Nigeria’s currency weakened against the dollar on Monday as foreign exchange (FX) market liquidity declined by 18.72 percent at the official market.
The FX market closed on Monday with the dollar being quoted at N778.80 as against N764.86 quoted on Friday at the Investors’ and Exporters’ (I&E) forex window, Nigeria’s official foreign exchange market.
According to the data obtained from the FMDQ, the daily foreign exchange market turnover, which reflects the level of liquidity or transaction in the market, declined by 18.72 to $43.09 billion on Monday from $53.02 billion recorded on Friday.
The local currency remained steady at N1,049 per dollar since Friday at the parallel market, also known as black market.

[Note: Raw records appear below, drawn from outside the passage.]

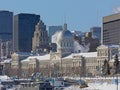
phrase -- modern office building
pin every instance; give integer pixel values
(6, 25)
(111, 29)
(24, 27)
(52, 30)
(96, 32)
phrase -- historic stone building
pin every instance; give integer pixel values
(64, 62)
(40, 39)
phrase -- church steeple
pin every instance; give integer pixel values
(65, 26)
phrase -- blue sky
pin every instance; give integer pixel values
(79, 14)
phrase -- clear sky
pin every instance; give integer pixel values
(79, 14)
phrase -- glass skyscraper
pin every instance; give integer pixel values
(24, 27)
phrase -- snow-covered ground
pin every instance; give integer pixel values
(98, 84)
(95, 86)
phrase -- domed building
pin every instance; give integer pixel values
(64, 41)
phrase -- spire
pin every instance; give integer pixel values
(65, 26)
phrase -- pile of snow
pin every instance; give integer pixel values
(96, 86)
(4, 77)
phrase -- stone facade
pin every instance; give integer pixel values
(40, 39)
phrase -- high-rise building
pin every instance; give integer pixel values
(52, 30)
(6, 25)
(96, 32)
(111, 29)
(24, 27)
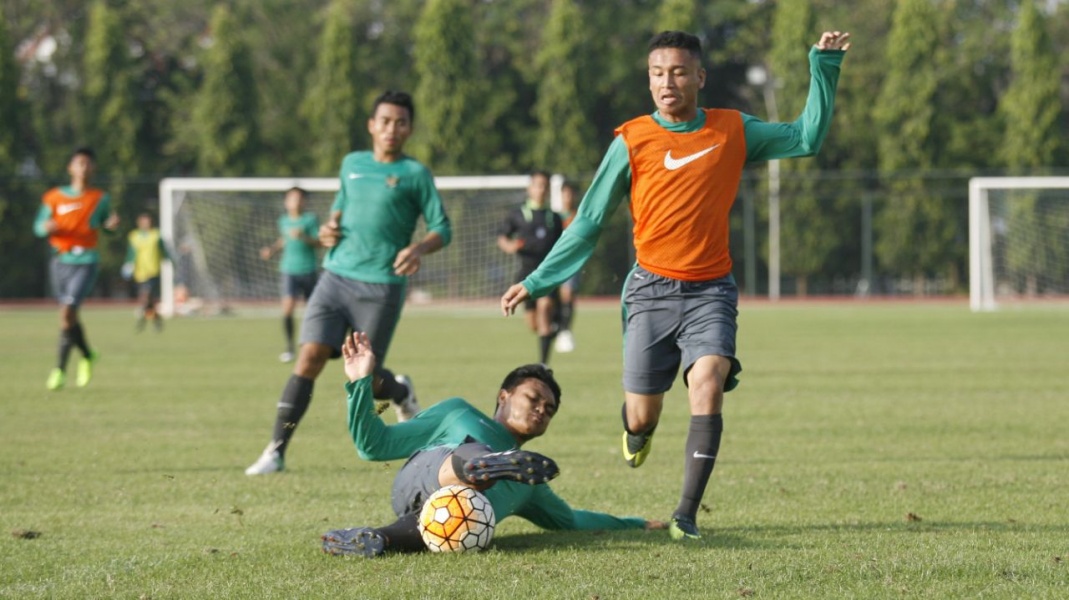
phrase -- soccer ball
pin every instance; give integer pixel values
(456, 519)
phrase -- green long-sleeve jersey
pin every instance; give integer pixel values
(452, 422)
(612, 183)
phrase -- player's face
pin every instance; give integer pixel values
(389, 127)
(676, 76)
(537, 188)
(527, 410)
(80, 167)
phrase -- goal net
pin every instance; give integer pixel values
(214, 229)
(1019, 241)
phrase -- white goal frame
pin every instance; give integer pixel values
(172, 189)
(981, 280)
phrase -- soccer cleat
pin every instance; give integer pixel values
(564, 342)
(86, 369)
(683, 528)
(57, 379)
(409, 406)
(269, 461)
(514, 465)
(358, 541)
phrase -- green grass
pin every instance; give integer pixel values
(877, 450)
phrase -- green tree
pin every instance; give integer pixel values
(332, 106)
(915, 230)
(564, 141)
(225, 107)
(111, 117)
(1031, 142)
(450, 89)
(678, 15)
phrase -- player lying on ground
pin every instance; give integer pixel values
(452, 442)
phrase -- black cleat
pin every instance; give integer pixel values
(514, 465)
(358, 541)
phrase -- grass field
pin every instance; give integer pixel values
(872, 450)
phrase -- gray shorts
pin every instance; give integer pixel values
(340, 305)
(298, 286)
(419, 477)
(668, 323)
(73, 282)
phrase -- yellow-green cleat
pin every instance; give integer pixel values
(57, 379)
(86, 369)
(636, 447)
(683, 528)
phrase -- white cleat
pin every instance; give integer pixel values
(409, 406)
(564, 342)
(269, 461)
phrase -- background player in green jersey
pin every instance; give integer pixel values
(144, 257)
(370, 255)
(298, 237)
(680, 168)
(529, 231)
(452, 442)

As part of its responsibility to ensure price stability, the Central Bank of Nigeria (CBN) said it will boost liquidity in the Nigerian foreign exchange market by interventions from time to time.
“As market liquidity improves, these CBN interventions will gradually decrease”, the CBN said.

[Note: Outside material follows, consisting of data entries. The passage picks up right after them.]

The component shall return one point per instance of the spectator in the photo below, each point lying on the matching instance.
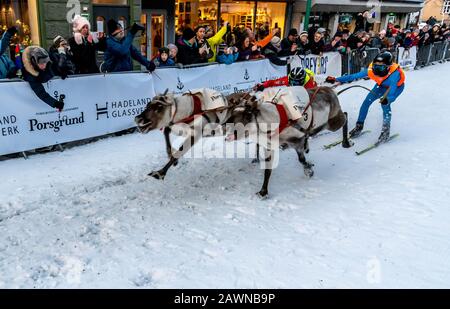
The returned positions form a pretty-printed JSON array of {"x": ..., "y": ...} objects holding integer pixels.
[
  {"x": 84, "y": 46},
  {"x": 163, "y": 59},
  {"x": 36, "y": 71},
  {"x": 7, "y": 67},
  {"x": 227, "y": 55},
  {"x": 61, "y": 58},
  {"x": 290, "y": 44},
  {"x": 317, "y": 46},
  {"x": 335, "y": 45},
  {"x": 215, "y": 40},
  {"x": 120, "y": 50},
  {"x": 272, "y": 51},
  {"x": 188, "y": 51},
  {"x": 173, "y": 51},
  {"x": 379, "y": 41},
  {"x": 205, "y": 49}
]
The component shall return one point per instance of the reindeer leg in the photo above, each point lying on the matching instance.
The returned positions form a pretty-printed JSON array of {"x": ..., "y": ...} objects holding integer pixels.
[
  {"x": 307, "y": 166},
  {"x": 345, "y": 141},
  {"x": 264, "y": 192},
  {"x": 167, "y": 131}
]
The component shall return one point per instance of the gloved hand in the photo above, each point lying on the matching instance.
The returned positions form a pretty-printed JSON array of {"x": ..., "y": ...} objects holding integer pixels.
[
  {"x": 13, "y": 30},
  {"x": 135, "y": 28},
  {"x": 384, "y": 101},
  {"x": 59, "y": 105},
  {"x": 259, "y": 87},
  {"x": 151, "y": 67},
  {"x": 330, "y": 79}
]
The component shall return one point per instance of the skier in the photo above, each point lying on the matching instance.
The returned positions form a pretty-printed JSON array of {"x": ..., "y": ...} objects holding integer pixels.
[
  {"x": 297, "y": 77},
  {"x": 390, "y": 83}
]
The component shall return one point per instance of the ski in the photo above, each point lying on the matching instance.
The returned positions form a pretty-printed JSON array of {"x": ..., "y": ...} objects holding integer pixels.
[
  {"x": 358, "y": 153},
  {"x": 334, "y": 144}
]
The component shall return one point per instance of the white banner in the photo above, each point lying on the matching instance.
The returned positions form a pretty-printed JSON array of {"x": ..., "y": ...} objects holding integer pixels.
[
  {"x": 95, "y": 105},
  {"x": 407, "y": 57},
  {"x": 100, "y": 104},
  {"x": 236, "y": 77},
  {"x": 330, "y": 64}
]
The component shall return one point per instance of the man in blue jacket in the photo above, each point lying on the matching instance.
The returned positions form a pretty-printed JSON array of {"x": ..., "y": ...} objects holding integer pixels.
[
  {"x": 7, "y": 67},
  {"x": 120, "y": 50},
  {"x": 390, "y": 83}
]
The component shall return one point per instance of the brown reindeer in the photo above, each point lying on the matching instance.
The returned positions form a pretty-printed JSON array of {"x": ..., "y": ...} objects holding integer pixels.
[{"x": 258, "y": 117}]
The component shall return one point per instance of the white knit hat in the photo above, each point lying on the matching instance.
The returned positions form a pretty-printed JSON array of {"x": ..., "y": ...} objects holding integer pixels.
[{"x": 77, "y": 24}]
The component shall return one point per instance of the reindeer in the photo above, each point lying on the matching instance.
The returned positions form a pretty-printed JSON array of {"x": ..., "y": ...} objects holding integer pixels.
[
  {"x": 257, "y": 116},
  {"x": 181, "y": 115}
]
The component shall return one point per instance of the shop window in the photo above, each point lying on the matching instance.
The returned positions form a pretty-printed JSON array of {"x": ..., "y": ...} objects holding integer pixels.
[
  {"x": 270, "y": 15},
  {"x": 195, "y": 12},
  {"x": 23, "y": 14},
  {"x": 110, "y": 2}
]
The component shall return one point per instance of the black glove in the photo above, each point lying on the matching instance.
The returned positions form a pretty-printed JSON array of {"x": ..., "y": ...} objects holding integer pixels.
[
  {"x": 12, "y": 30},
  {"x": 151, "y": 67},
  {"x": 330, "y": 79},
  {"x": 135, "y": 28},
  {"x": 59, "y": 105}
]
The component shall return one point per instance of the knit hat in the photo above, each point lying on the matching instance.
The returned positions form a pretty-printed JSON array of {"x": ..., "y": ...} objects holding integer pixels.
[
  {"x": 293, "y": 32},
  {"x": 275, "y": 41},
  {"x": 113, "y": 26},
  {"x": 188, "y": 34},
  {"x": 164, "y": 50},
  {"x": 77, "y": 24}
]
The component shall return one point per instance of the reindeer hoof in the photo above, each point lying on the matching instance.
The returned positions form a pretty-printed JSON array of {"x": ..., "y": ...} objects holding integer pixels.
[
  {"x": 308, "y": 172},
  {"x": 157, "y": 175},
  {"x": 263, "y": 195}
]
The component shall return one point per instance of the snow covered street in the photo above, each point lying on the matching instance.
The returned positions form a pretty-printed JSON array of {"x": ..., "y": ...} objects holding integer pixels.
[{"x": 90, "y": 217}]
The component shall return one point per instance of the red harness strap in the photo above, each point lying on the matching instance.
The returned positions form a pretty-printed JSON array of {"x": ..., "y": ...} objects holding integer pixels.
[
  {"x": 284, "y": 119},
  {"x": 197, "y": 110}
]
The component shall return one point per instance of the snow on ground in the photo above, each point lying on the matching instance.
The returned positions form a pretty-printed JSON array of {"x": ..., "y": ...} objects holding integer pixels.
[{"x": 90, "y": 217}]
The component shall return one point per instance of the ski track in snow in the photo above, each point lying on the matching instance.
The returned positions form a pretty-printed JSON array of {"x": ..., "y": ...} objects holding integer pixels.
[{"x": 90, "y": 217}]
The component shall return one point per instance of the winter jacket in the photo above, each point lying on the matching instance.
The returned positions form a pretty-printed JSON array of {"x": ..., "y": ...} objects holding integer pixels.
[
  {"x": 36, "y": 78},
  {"x": 7, "y": 67},
  {"x": 119, "y": 55},
  {"x": 227, "y": 59},
  {"x": 62, "y": 64},
  {"x": 84, "y": 55},
  {"x": 214, "y": 41},
  {"x": 187, "y": 54},
  {"x": 159, "y": 63}
]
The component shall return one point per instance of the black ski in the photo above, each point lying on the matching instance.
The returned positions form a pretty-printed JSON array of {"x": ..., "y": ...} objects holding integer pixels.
[
  {"x": 376, "y": 145},
  {"x": 334, "y": 144}
]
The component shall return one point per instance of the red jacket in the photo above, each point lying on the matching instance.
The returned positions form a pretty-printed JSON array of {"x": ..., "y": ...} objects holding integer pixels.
[{"x": 284, "y": 81}]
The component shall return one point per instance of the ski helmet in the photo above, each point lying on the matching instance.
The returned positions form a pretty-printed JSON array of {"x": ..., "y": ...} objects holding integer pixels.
[{"x": 297, "y": 76}]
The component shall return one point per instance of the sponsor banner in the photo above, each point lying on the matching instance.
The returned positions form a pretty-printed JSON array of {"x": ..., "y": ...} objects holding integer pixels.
[
  {"x": 95, "y": 105},
  {"x": 227, "y": 79},
  {"x": 330, "y": 64},
  {"x": 407, "y": 57}
]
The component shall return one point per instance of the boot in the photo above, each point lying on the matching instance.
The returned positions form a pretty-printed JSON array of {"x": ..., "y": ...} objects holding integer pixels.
[
  {"x": 385, "y": 133},
  {"x": 357, "y": 130}
]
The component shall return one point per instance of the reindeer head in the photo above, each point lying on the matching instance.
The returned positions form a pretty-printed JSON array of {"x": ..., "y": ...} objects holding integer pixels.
[{"x": 156, "y": 114}]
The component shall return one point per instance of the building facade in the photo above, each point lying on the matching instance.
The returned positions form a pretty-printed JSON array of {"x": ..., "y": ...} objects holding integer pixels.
[
  {"x": 439, "y": 9},
  {"x": 341, "y": 14}
]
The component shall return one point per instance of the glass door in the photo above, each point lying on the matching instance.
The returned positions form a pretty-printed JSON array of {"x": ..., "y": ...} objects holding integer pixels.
[{"x": 155, "y": 36}]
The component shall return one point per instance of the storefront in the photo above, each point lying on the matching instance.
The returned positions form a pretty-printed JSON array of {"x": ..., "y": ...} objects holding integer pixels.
[
  {"x": 23, "y": 14},
  {"x": 164, "y": 19}
]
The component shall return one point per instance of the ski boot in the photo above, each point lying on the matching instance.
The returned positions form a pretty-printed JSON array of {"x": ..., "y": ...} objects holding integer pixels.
[
  {"x": 357, "y": 130},
  {"x": 385, "y": 133}
]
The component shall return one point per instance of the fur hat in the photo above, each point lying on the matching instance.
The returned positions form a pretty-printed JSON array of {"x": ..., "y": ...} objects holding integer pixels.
[{"x": 77, "y": 24}]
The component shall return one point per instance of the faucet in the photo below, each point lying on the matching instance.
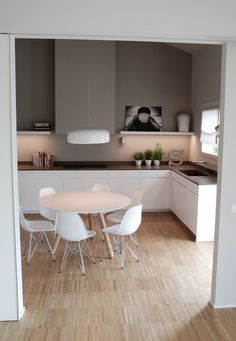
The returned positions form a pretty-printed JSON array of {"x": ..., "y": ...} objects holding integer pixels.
[{"x": 201, "y": 161}]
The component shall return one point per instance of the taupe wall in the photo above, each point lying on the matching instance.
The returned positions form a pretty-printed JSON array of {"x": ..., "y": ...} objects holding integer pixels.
[
  {"x": 153, "y": 74},
  {"x": 146, "y": 74},
  {"x": 206, "y": 77}
]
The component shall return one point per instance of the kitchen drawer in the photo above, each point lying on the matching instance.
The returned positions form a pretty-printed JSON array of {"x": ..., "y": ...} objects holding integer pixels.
[
  {"x": 185, "y": 182},
  {"x": 155, "y": 173},
  {"x": 123, "y": 174}
]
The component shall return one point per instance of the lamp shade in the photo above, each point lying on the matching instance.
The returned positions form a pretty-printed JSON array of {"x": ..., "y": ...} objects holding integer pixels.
[{"x": 88, "y": 136}]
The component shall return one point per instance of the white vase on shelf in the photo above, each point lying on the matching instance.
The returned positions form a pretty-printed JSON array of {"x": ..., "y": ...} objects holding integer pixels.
[{"x": 156, "y": 162}]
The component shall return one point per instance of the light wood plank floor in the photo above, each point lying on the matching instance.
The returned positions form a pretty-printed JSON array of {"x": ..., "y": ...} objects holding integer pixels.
[{"x": 163, "y": 297}]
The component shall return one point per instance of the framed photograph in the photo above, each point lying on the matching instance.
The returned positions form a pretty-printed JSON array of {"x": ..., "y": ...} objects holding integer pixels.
[{"x": 143, "y": 118}]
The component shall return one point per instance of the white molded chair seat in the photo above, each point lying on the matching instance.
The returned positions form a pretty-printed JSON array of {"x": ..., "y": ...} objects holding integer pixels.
[
  {"x": 116, "y": 217},
  {"x": 47, "y": 212},
  {"x": 98, "y": 188},
  {"x": 39, "y": 227},
  {"x": 70, "y": 227},
  {"x": 128, "y": 226},
  {"x": 101, "y": 188}
]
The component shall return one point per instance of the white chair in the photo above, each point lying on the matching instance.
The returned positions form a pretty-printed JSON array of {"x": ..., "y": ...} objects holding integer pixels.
[
  {"x": 128, "y": 226},
  {"x": 97, "y": 188},
  {"x": 47, "y": 212},
  {"x": 37, "y": 230},
  {"x": 116, "y": 217},
  {"x": 70, "y": 227},
  {"x": 100, "y": 188}
]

Nigeria’s Central Bank said it will continue to promote orderliness and professional conduct by all participants in the Nigerian foreign exchange market to ensure market forces determine exchange rates on a Willing Buyer – Willing Seller principle.
The CBN reiterates that the prevailing FX rates should be referenced from platforms such as the CBN website, FMDQ, and other recognised or appointed trading systems to promote price discovery, transparency, and credibility in the FX rates.